島の夢をみる

のんきなもので、私は船着場の待合所にいた。喫茶コーナーみたいなところで、終わってない課題を片付けている。気まぐれにお土産屋さんを覗くと、小さいボールを転がして占うおもちゃのミニチュアが販売されていて、あ、それいいな、と思う。

「…ちゃん、何見てるの?」

「うん、占いのおもちゃがいいなって」

「えー、そうー?」

友達としゃべりながら、喫茶コーナーを出て、迎えに来てくれたミニバンに乗って宿に向かう。モルタル塗りのような建物で、おしゃれな保養所のような趣がある宿だ。

「あ、携帯の充電器忘れた」

「今売店で700円くらいで買えるよ」

「うっそ、やっす」

宿の周りを散歩して回る。海はすぐ近くにあって、海上タクシーのような船が停まっている。遊覧、1周1000円。ためらわずに乗り込んだ。

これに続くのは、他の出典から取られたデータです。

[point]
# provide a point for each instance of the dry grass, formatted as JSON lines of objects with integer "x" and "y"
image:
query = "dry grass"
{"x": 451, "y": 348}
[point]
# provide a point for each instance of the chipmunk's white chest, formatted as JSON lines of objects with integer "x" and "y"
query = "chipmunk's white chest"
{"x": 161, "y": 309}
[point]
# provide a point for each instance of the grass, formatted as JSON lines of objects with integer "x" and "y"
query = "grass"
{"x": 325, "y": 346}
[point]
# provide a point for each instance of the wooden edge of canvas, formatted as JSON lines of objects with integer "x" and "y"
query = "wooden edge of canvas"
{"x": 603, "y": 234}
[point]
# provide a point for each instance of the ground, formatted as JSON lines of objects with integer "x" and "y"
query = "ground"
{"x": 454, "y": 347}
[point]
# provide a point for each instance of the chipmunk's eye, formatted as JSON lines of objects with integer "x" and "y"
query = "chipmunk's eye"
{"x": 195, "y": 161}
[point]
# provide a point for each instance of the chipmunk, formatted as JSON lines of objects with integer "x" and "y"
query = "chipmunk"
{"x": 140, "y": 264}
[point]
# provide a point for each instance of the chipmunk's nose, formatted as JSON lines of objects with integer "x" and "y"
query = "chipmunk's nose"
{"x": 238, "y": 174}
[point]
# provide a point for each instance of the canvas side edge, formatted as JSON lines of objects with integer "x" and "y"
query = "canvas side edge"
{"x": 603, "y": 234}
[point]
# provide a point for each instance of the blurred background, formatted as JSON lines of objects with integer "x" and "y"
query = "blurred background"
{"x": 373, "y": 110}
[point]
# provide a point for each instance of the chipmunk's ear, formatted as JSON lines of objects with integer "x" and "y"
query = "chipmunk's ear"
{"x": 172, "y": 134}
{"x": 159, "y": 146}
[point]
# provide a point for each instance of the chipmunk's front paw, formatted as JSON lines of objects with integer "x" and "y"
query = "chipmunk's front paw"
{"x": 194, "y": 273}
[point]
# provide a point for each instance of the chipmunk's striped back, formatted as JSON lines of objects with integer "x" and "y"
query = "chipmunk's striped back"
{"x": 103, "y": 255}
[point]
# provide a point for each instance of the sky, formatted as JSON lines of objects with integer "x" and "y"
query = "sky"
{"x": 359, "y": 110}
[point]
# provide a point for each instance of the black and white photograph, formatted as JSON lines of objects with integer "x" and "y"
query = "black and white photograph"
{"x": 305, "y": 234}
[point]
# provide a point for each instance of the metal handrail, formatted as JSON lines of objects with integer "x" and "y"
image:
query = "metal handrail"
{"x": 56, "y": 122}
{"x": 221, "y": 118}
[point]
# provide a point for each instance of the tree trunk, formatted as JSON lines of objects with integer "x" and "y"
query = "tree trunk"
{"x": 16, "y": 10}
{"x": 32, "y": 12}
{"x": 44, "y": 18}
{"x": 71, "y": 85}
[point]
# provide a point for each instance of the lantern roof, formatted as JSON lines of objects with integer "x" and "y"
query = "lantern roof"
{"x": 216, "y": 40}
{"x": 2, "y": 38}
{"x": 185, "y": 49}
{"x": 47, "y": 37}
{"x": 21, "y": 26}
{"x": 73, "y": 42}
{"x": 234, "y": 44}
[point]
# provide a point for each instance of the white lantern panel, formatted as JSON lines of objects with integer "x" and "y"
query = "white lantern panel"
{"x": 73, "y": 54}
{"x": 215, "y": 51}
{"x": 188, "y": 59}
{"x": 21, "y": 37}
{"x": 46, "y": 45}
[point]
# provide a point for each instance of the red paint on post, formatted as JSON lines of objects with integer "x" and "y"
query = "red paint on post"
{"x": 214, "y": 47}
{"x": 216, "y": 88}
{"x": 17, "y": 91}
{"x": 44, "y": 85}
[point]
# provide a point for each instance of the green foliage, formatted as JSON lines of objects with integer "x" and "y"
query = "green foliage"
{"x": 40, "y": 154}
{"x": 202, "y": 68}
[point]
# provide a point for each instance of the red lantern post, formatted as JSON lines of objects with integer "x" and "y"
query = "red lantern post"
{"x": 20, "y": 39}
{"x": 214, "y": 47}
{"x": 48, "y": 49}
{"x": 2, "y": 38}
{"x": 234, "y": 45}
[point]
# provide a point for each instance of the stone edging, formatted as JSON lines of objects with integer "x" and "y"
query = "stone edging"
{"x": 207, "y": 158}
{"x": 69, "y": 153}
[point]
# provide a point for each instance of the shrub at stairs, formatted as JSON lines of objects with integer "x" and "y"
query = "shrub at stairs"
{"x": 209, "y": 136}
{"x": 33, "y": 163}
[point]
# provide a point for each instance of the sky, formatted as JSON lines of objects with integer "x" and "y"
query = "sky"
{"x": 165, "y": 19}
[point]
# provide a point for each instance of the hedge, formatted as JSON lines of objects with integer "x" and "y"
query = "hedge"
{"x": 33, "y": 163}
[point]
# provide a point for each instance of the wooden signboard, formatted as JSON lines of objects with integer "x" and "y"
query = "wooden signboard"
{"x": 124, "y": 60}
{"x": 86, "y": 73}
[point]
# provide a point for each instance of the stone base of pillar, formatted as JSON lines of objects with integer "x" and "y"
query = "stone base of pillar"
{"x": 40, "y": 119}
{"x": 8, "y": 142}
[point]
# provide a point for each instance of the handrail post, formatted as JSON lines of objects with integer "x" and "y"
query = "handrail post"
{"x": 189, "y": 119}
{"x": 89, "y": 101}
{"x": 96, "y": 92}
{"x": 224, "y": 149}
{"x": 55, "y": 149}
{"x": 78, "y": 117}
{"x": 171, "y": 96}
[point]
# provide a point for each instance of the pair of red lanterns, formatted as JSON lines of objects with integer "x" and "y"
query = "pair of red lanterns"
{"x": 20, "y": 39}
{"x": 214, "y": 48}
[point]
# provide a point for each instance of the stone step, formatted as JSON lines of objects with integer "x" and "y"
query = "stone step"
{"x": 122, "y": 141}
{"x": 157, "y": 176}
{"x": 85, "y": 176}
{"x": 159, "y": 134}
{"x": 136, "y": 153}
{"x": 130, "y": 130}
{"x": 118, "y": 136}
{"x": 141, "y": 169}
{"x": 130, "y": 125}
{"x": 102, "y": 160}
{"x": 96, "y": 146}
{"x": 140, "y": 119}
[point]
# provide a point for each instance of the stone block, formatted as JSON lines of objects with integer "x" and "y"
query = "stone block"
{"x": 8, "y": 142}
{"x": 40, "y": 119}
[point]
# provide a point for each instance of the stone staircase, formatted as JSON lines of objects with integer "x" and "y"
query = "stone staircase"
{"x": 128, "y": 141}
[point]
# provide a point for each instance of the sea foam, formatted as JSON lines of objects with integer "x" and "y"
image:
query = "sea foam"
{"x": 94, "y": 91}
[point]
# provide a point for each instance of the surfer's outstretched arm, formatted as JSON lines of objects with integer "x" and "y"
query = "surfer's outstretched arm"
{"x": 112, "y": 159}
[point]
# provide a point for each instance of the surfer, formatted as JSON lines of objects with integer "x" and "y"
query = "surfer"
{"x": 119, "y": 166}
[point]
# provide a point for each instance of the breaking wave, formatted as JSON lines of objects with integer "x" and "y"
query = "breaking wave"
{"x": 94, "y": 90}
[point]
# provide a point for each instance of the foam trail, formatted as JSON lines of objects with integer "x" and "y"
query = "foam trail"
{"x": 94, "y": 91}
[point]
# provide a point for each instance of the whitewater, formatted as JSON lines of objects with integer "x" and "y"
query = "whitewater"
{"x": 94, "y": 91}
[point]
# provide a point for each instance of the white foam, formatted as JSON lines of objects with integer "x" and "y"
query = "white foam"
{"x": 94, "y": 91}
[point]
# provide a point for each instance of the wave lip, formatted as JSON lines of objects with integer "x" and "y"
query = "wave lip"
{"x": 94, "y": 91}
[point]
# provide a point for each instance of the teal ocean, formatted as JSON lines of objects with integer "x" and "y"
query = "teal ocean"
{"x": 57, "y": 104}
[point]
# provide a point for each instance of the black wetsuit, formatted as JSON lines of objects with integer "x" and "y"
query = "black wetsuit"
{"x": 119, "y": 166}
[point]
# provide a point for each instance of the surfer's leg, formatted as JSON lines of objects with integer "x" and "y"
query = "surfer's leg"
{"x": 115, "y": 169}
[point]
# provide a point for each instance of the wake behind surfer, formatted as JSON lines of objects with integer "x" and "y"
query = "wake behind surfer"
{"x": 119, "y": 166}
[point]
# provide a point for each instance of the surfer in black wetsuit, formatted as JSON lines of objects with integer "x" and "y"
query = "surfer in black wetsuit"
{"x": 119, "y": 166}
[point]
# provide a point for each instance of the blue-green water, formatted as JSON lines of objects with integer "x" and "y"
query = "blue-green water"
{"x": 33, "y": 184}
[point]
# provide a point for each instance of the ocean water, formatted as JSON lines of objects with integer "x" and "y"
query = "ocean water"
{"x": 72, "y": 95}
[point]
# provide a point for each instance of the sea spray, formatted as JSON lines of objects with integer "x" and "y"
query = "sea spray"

大きなエンジン音を立てて、海を割って船は走っていく。遊覧のイメージよりは随分速いような気がするけど、散らされた海が飛沫になって浴びせかかってくる。高かった陽は、次第に傾いて夕焼けの様相になっていく。ばしゃばしゃと音を立てながら、元の港に戻ってきた。来た時と戻る時とで、港が別の場所みたいに見えるのが不思議だ。

「来てよかったねえ」

「ほんとにねえ」

夕焼けが夜に呑まれていく。島に静かな夜が来る。